On a July morning, Billy Joel watches through the window of the study at his Long Island estate as a helicopter takes flight. “My wife had to go into the city today,” he says as the Joel family chopper ascends. He smiles. “Life is funny, isn’t it?” It’s a week before the singer and erstwhile songwriter’s record-setting 100th concert at Madison Square Garden and Joel, dressed in a baseball cap, black T-shirt, plaid shorts, and sneakers, plops down on a leather couch. “Life makes sense. It didn’t always used to, but now, pushing 70 years old, it does,” he says. “Getting ripped off, going to rehab, getting divorced, making albums and stopping — everything happened for a reason, even the bad shit.” He sips coffee from a takeout cup. “I’ve got to say, things worked out.”

Your old pal Elton John is retiring from the road. So is Paul Simon. But your Madison Square Garden residency is booked indefinitely. Do you understand the impulse to say, “These are the last shows I’ll ever do”?
No. There have been times when I’ve felt these are my last shows; it’s time for me to get off the bleeding stage. Then I just thought, nah.

What’s made you change your mind?
I have the greatest job in the world. You get up there, you make a lot of noise, girls scream, and you get shitloads of money. Are you fucking kidding me? Now, I do have an idea for a farewell tour.

What is it?
The stage is a living-room set: couch, TV, coffee table, food. And there’s bulletproof glass between me and the audience. Then I come out and lay down on the couch. I grab the remote and start watching TV. The crowd after a couple minutes goes, “Fuck this,” and starts throwing shit at the glass.

And that’s the whole concert?
Yeah. I’ll have created a bond between me and the audience where I know they will never pay another nickel to see me again.

So if Billy Joel ever walks out on stage and picks up a remote control …
That’ll be it.

You’ve said you’ll do the Garden residency until demand slows down or you start playing at a level you’re not happy with. What clues would signal the latter?
If I can’t sing as well as I should. I’m already struggling. I wrote most of the songs that I’m doing when I was in my 20s and 30s and it ain’t easy to hit those notes in my 60s. We’ve dropped the keys of some songs already. Hopefully it’s not that noticeable. If I’m having a tough time hitting notes — I call it throwing junk pitches. Instead of having a fastball you throw off-speed. If I’ve got to throw too much junk, I’m going to consider stopping.

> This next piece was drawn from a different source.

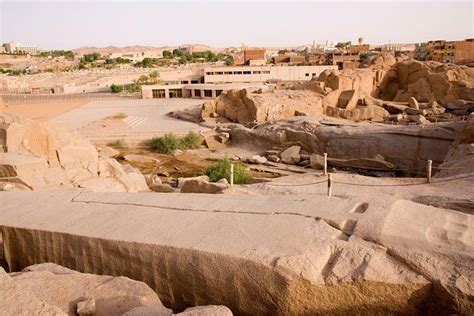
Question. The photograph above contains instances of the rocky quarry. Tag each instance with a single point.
(83, 233)
(386, 90)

Will it be easy to walk away?
Yeah. It would be abhorrent to me to be up there faking it. It’s funny: Sometimes I don’t think we did a good show and I’ll read a great review and go, “Was this guy at the same show?” Then we’ll do a great show and I’ll read a bad review and it’s what are you talking about? But I know when I’m good or not.

There was a time when you thought your future might involve writing songs but not performing. Is it surprising that the opposite happened?
In retrospect there is an irony there. When I stopped writing songs — it was time. I couldn’t be as good as I wanted and that was driving me crazy. I was driving my loved ones crazy. I thought, this is ridiculous. So I stopped. But the performing, what else am I going to do? I talked to Bruce [Springsteen] about this. I talked to Sting and [Don] Henley: “Why are you still doing it?” They all had the same answer.

Which is what?
“That’s what I do.” But I made a lifetime out of it when I thought maybe I’d have a couple years, so I’m not complaining.

Those other guys still write songs. You don’t. What does that say about your relationship to making music compared to theirs?
Like I said, I couldn’t be as good as I wanted to be. I was always trying to feel like there was a real progression in my work, and eventually I realized I was only going to be X good. Because of that I knew I was going to beat myself up for not being better. So I stopped. That’s it.